Les tensions au Liban continuent de s'intensifier alors que le Premier ministre israélien, Benyamin Netanyahou, a ordonné une escalade de l'offensive militaire contre le Hezbollah. Dans une vidéo diffusée par son bureau, il a déclaré : « J’ai ordonné à Tsahal d’élargir les opérations au Liban. Nos forces ont franchi le Litani, atteignant des zones stratégiques, y compris la crête de Beaufort. Il est essentiel maintenant que nous approfondissions notre contrôle sur ces territoires. »
Aujourd'hui, la situation s'est accentuée avec des déclarations du président français Emmanuel Macron, qui a exprimé son inquiétude face à « l’escalade majeure au Sud Liban ». Macron a souligné l'urgence d'un cessez-le-feu immédiat, indiquant qu'il est vital qu'un accord entre les États-Unis et l’Iran soit rapidement atteint pour stabiliser la région.
Simultanément, les États-Unis ont effectué des frappes en Iran, ciblant des installations militaires, malgré un cessez-le-feu en vigueur.
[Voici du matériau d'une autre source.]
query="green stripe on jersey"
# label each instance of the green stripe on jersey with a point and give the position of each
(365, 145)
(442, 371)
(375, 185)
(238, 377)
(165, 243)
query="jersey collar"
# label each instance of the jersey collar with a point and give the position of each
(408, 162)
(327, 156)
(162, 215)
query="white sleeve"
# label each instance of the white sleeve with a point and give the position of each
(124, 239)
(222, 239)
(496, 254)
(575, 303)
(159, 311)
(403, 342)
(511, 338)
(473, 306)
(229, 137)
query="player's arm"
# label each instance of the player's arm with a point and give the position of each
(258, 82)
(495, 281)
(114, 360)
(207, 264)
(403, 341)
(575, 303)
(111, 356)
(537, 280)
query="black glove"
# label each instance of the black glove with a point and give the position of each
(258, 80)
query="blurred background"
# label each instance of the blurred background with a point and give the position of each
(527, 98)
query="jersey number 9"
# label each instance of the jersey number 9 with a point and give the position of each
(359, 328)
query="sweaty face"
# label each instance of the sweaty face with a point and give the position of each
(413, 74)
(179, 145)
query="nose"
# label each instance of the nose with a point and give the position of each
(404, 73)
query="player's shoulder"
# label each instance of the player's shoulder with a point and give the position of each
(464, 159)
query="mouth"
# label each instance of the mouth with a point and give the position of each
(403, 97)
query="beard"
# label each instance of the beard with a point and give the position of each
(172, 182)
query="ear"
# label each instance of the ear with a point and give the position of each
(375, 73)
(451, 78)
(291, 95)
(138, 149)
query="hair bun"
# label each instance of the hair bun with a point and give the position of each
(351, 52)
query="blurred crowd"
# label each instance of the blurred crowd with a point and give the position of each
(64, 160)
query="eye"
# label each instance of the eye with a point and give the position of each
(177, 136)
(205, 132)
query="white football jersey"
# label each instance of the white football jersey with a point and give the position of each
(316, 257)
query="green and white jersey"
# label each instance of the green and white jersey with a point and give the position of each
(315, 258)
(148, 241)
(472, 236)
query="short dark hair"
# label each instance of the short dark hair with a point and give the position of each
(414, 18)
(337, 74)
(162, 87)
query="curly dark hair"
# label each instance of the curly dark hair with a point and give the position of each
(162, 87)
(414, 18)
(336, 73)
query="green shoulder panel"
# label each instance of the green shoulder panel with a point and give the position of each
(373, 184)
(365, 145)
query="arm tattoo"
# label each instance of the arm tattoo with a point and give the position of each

Ces actions ont été confirmées par le Commandement américain pour le Moyen-Orient (Centcom), qui a expliqué que les frappes, destinées à contrer les agissements iraniens, surviennent après la destruction d'un drone américain opérant dans les eaux internationales.
En réponse à cette situation, le Conseil de sécurité de l'ONU convoquera une réunion d’urgence, demandée par la France, ce lundi après-midi. Cette réunion vise à débattre des conséquences de l’escalade israélienne, notamment la prise de la forteresse de Beaufort, un symbole historique au Liban.
Les experts s'accordent à dire que cette situation pourrait marquer un tournant dans le conflit au Moyen-Orient. Le professeur Jean-Pierre Filiu, expert en géopolitique, souligne : « La dynamique actuelle pose un grave risque d’escalade secondaire, impliquant d'autres acteurs régionaux. »
Alors que les négociations entre l'Iran et les États-Unis restent tendues, l’Iran insiste sur le fait qu'il ne croira « ni aux paroles ni aux promesses » américaines. Ce contexte rend la situation encore plus volatile, mettant en péril les possibles accords de paix. La communauté internationale observe de près ces développements, conscients que les conséquences d'une escalade pourraient s'étendre bien au-delà des frontières du Liban.